While there are no crystal balls out there, current industry trends point to a number of significant developments that will play out in the advisor technology sector this year.
In order to determine those, we put on our prognosticating virtual reality headset and came up with the following bold predictions.
Client-Experience Technology Acquisitions
As the independent wealth management industry expands, a corresponding increase in direct investments to acquire the systems, technologies and software platforms that advisors use to deliver advice will continue to occur in order to join in on that growth story.
The past couple of years saw an aggressive spend from firms adding robo-capabilities through acquisition or outside investments.
What Your Peers Are Reading
2017 is shaping up to become the “year of the client experience,” so look for a similar consolidation in client management and experience technologies, such as CRM, personal financial management and client portals. This M&A activity will be driven by custodians, asset managers and portfolio management platforms looking to strategically arm advisors with these critical tools to compete in today’s digital world.

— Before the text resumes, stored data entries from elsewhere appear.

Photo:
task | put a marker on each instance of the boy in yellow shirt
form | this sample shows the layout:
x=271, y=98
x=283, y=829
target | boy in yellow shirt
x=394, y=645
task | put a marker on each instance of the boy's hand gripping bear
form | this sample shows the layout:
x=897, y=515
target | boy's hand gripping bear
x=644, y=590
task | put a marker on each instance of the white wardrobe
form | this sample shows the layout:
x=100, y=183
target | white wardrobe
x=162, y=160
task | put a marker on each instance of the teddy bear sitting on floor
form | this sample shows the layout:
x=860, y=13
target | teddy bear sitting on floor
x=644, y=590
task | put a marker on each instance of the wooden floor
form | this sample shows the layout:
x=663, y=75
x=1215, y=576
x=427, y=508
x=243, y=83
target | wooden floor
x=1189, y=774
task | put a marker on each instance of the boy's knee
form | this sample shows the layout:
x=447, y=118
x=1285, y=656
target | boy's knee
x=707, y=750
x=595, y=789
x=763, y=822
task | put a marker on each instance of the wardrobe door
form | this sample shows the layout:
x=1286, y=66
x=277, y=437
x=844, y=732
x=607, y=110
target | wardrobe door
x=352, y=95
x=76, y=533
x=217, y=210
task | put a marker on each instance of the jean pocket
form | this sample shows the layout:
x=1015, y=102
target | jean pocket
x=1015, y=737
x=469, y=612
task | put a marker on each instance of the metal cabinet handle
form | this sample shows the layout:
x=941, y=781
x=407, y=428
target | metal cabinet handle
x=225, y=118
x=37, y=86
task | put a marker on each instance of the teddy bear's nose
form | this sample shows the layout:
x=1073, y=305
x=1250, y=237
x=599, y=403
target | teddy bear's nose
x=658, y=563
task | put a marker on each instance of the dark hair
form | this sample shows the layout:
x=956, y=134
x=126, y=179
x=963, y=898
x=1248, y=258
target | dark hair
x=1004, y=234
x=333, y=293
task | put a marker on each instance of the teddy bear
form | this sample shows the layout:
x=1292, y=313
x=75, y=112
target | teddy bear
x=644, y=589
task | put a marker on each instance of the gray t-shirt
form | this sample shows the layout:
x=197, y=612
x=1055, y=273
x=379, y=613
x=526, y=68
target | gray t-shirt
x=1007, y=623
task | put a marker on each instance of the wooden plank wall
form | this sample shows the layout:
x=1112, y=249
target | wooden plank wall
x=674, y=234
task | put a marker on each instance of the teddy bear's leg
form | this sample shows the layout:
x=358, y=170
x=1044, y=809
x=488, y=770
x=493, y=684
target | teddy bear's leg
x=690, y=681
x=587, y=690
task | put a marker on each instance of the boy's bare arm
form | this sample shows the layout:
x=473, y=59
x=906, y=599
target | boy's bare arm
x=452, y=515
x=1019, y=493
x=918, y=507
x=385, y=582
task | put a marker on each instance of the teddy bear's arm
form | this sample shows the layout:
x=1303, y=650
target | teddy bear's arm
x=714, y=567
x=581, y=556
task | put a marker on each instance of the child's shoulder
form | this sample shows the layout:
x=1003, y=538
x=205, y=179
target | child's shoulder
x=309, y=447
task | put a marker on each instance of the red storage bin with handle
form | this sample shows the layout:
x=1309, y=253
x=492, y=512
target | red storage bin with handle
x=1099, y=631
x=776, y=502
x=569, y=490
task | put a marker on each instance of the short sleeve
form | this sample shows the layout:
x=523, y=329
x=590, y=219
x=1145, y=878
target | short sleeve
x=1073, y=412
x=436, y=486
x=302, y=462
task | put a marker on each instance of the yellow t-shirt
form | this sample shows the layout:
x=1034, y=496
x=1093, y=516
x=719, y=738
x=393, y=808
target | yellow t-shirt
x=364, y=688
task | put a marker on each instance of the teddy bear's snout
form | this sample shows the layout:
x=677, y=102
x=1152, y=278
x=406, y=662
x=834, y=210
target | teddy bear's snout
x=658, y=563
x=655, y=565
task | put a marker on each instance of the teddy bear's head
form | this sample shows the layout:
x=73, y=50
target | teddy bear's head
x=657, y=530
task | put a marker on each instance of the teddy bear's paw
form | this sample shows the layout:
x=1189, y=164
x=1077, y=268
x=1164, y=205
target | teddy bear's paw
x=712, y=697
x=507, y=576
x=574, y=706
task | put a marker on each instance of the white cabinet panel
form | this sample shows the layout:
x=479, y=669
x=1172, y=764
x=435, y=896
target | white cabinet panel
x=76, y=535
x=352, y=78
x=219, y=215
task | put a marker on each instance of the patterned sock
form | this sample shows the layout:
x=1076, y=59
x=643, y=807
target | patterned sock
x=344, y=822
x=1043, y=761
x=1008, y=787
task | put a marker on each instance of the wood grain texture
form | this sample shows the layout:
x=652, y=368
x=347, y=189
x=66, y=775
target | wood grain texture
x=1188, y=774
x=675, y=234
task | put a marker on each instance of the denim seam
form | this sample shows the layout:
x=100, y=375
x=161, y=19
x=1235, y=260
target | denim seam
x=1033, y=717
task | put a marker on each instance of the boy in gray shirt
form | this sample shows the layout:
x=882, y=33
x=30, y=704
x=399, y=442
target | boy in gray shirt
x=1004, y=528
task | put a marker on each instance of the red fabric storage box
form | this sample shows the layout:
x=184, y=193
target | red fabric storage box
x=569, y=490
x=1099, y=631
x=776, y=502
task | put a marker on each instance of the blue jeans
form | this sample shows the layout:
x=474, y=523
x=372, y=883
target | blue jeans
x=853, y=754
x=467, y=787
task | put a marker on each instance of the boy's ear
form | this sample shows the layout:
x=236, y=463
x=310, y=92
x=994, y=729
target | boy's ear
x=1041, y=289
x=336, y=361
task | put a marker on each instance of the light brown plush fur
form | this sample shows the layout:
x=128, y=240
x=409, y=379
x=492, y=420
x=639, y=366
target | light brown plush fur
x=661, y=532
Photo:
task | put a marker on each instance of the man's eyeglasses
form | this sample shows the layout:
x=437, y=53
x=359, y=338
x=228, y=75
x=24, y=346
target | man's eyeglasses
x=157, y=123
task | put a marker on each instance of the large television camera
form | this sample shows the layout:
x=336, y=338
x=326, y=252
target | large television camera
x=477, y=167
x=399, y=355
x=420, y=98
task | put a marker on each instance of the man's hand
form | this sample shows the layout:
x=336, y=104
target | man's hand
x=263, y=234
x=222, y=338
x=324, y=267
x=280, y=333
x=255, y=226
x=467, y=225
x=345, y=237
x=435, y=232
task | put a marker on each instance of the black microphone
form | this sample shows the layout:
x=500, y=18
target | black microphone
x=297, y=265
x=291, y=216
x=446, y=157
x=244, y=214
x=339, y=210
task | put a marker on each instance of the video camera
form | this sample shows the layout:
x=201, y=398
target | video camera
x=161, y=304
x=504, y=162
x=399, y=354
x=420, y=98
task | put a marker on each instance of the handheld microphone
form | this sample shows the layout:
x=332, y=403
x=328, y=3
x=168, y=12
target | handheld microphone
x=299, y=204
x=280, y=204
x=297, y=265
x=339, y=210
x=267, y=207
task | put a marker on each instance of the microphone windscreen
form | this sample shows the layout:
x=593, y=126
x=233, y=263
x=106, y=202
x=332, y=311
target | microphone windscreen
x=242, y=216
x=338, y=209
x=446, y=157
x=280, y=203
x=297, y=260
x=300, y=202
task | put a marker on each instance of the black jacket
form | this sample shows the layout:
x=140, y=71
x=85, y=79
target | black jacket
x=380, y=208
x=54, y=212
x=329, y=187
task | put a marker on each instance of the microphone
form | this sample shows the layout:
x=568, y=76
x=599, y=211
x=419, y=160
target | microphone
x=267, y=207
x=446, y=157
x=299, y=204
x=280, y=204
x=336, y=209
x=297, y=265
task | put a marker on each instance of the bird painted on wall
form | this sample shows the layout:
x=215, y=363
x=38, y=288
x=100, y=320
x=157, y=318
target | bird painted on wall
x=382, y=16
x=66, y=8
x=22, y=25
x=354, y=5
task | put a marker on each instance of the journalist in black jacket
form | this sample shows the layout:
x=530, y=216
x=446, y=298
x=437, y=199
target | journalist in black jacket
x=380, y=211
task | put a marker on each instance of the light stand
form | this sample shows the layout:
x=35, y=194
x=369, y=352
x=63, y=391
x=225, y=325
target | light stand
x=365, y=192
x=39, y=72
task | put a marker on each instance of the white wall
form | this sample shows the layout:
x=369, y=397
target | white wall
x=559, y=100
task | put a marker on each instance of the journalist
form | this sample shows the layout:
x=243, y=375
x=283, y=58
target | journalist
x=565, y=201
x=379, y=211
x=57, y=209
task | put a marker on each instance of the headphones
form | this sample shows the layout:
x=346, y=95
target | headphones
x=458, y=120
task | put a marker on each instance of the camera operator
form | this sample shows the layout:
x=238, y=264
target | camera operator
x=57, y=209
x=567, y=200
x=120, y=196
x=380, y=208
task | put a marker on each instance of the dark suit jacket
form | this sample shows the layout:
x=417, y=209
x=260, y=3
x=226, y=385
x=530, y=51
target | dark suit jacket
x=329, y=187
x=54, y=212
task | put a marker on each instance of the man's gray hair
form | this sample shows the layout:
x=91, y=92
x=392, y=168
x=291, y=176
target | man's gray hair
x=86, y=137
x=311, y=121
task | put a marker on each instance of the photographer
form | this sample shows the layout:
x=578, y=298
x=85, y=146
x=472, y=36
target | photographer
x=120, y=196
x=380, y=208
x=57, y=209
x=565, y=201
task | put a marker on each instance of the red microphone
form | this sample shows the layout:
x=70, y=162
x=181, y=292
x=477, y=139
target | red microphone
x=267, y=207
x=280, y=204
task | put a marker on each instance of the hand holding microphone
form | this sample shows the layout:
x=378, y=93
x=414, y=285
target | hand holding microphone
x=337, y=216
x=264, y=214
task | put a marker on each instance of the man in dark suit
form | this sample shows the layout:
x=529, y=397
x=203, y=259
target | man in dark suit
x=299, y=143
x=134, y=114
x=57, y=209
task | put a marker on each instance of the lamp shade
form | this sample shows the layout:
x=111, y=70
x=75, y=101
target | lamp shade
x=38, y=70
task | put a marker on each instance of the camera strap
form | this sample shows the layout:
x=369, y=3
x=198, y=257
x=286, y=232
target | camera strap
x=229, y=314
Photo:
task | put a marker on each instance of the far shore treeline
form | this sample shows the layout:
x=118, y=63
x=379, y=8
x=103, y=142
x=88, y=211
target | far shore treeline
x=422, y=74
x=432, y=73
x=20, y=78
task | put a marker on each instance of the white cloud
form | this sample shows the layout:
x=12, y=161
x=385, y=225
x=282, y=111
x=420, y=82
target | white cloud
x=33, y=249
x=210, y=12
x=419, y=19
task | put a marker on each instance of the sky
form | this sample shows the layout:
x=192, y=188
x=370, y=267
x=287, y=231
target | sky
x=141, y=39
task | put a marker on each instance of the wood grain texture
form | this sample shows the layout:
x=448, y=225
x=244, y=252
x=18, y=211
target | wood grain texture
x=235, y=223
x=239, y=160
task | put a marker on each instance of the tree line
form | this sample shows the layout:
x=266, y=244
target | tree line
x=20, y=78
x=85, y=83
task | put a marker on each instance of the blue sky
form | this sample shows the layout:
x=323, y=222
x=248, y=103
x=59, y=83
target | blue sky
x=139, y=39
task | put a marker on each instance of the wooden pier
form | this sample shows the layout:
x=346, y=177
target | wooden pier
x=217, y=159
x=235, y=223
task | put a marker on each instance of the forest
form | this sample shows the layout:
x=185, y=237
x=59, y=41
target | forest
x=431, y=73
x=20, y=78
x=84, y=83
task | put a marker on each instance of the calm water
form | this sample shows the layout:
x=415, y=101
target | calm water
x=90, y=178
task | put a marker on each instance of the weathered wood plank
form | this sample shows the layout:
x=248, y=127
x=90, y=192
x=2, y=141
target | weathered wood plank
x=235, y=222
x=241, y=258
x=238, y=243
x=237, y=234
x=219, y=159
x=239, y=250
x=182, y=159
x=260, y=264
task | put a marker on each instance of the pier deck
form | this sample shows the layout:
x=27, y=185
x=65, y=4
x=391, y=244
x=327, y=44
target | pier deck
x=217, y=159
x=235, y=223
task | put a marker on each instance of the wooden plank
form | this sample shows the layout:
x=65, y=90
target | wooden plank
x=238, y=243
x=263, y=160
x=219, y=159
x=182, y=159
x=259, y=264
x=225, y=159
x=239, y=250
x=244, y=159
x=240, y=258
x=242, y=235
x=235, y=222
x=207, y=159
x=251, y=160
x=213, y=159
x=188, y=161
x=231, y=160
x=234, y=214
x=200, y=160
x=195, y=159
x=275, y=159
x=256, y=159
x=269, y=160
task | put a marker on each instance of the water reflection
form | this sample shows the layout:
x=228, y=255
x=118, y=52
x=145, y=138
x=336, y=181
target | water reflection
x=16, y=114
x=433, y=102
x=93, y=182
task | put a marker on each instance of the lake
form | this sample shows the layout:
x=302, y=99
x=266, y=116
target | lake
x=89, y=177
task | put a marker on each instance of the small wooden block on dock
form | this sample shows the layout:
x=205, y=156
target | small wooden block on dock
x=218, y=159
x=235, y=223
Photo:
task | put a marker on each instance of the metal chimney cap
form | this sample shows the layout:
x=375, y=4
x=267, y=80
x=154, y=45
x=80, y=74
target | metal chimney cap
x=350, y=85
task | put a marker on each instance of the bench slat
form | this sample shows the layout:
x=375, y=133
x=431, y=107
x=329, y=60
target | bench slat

SS&C Advent kicked off this trend with their acquisition of Salentica’s CRM late last year; look for it to continue with a couple of high-profile deals in the first half of the year.
First Consumer Robo Bankruptcy
Robo capabilities are in the hands of the industry’s largest and most powerful brands, such as Fidelity, Schwab, Vanguard and BlackRock, and pricing is heading to zero. Now, the sustainability of the early consumer robos is in serious doubt.
Morningstar notes that robos’ cost of client acquisition can be as much as $1,000 per client. Yet with the average account size for consumer robos in the $30,000 range, a 25 basis point fee yields only $75 annually in revenue. With this upside-down P&L, you can’t make up for it in volume.
Adding to the alarm bells is the declining growth rate among consumer-focused robos and a similar decline in the average account size. VC investors that bet on those early robo platforms will lose patience after nine years of this death spiral and will demand an exit, putting these platforms on the block, selling them off for parts or grinding them down into bankruptcy. Look for the Securities Investor Protection Corporation to step in this year and force fire sales to deep-pocketed firms to protect customer assets.
E-Signatures Finally Go Mainstream
While the first e-signature platforms debuted in the late 1980s, the promise of time savings, efficiencies and a delightful client experience will finally become widespread in wealth management this year. As a leading indicator, TD Ameritrade’s latest advisor survey just released notes that e-signatures are a top interest for advisors when it comes to advanced technology.
For many years, the industry has been slow to adopt digital signatures due to industry regulatory and legal fears. However, the promise to speed up business will convince custodians, clearing firms and broker-dealers that have been dabbling with one-off integrations and compliance protocols to finally go all in on accepting digital signatures.